As you know from your days in academia, most faculty desperately need industry partnerships in order to know about what the market needs are, how industry functions, and other important touch-points that Industry monitors daily.
In addition to the complaints from the public on how a college degree costs too much and the strong pressure to quicken the pace to confer degrees, Universities have been hit from the other side by industry saying that we do not adequately prepare our students for the job market.
How can we cut-back on important knowledge to shorten graduation time, still teach critical thinking, plus provide a student with the opportunity that they “have what it takes” to complete a rigorous degree, and yet address industry’s valid concerns? (The “what it takes” component seems to have evaporated from the buzz on education.)
This places a University between-a-rock-and-a-hard-place.
I see where the Purdue Polytechnic Institute offers one possible solution to this quandary, but the only way these types of programs can be successful is if companies also play a significant role. It is more than just funding, but mentorships, internships, input on curriculum, and so forth. Yes, Universities must change the way they educate (and conduct research, which is a whole separate topic) for the future. However, in the words of one of our great forefathers, “United we stand; divided, we fall.” This means that industry, the government, K-12 schools, parents, universities, AND the student all must play an active role. No one can be passive.

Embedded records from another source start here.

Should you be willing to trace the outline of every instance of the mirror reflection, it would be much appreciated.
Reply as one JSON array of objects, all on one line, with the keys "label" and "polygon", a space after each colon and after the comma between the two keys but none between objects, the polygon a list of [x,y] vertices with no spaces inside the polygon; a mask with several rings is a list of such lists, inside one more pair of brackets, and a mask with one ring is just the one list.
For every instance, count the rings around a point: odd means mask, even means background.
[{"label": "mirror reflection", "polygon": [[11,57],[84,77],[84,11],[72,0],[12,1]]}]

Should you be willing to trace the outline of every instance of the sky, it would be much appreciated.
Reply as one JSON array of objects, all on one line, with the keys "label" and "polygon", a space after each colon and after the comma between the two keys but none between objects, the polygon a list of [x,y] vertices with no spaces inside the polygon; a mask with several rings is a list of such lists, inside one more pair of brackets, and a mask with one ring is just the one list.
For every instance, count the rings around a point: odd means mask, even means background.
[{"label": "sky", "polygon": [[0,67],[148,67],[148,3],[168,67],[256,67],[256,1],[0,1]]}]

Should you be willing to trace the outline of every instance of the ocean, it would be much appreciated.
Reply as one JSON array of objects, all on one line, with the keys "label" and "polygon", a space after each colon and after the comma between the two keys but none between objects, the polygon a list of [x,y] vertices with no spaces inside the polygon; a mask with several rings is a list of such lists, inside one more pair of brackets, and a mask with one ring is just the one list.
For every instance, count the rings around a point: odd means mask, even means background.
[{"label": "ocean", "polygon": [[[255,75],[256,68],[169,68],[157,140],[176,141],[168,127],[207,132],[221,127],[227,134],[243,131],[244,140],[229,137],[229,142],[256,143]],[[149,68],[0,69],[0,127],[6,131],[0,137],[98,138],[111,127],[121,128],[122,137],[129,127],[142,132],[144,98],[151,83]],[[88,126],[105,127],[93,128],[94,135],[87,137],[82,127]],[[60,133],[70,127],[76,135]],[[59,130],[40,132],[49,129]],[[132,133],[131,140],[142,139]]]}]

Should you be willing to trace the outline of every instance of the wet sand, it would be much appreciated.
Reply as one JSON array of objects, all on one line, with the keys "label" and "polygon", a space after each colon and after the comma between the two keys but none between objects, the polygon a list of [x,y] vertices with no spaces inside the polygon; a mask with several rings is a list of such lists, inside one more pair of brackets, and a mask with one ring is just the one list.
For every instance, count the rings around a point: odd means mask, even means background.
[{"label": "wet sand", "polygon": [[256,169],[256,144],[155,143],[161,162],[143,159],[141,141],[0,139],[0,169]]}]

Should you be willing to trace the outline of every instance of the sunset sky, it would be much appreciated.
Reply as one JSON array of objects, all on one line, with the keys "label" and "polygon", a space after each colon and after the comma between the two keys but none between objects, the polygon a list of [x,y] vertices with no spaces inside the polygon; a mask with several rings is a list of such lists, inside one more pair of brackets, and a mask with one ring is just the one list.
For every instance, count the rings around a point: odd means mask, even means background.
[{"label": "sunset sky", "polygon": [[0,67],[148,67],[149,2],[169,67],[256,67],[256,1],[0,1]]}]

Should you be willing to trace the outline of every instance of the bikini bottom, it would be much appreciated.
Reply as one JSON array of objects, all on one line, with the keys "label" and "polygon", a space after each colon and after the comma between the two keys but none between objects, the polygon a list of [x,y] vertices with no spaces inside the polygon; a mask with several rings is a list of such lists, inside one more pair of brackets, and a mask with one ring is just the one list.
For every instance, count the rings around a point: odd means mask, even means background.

Students cannot expect to be spoon-fed information they then spit back on an exam, and just because they were accepted to college does not guarantee they automatically get a degree and a great job. Certain character-building components must be there as well. Students who want an economical short experience have to be serious with their focus and not jump major-to-major. (A number of colleges have stats that show a student taking 5 to 6 years to graduate, how much of this is due to jumping majors? I don’t know….how do we add internships and/or co-ops?) We need to devise effective programs that help students determine (1) if they want to even go to college; (2) give them viable options and assistance if they don’t; and (3) if they do go to college, help them zero in on the career to reduce the jumping around. Once the student goes to college, we need to make sure certain skills (soft and hard) are provided to the students and industry and the university collaborate. Students who want to jump around and explore, must understand there are very real economic and time costs. Perhaps the jumping around and exploring more paths actually creates a student that is better rounded, and better T-shaped boundary spanner – but it comes at a big cost in the current university structures, and impacts measures the public watches carefully – cost to degree, time to degree.
To be totally honest, I am unaware if any robust programs like I am thinking of which might address this gap to discern careers, etc. To my limited knowledge, no one has devised a way to address this gap. The conversation is buzzing around the area, but not landed on that specific topic just yet.
I could go on, but I think I have bored you enough so it is time for me to jump off my soapbox and put it away.
Please let me know if you would like to talk further about the Purdue Polytechnic Institute, and thanks for reading this far.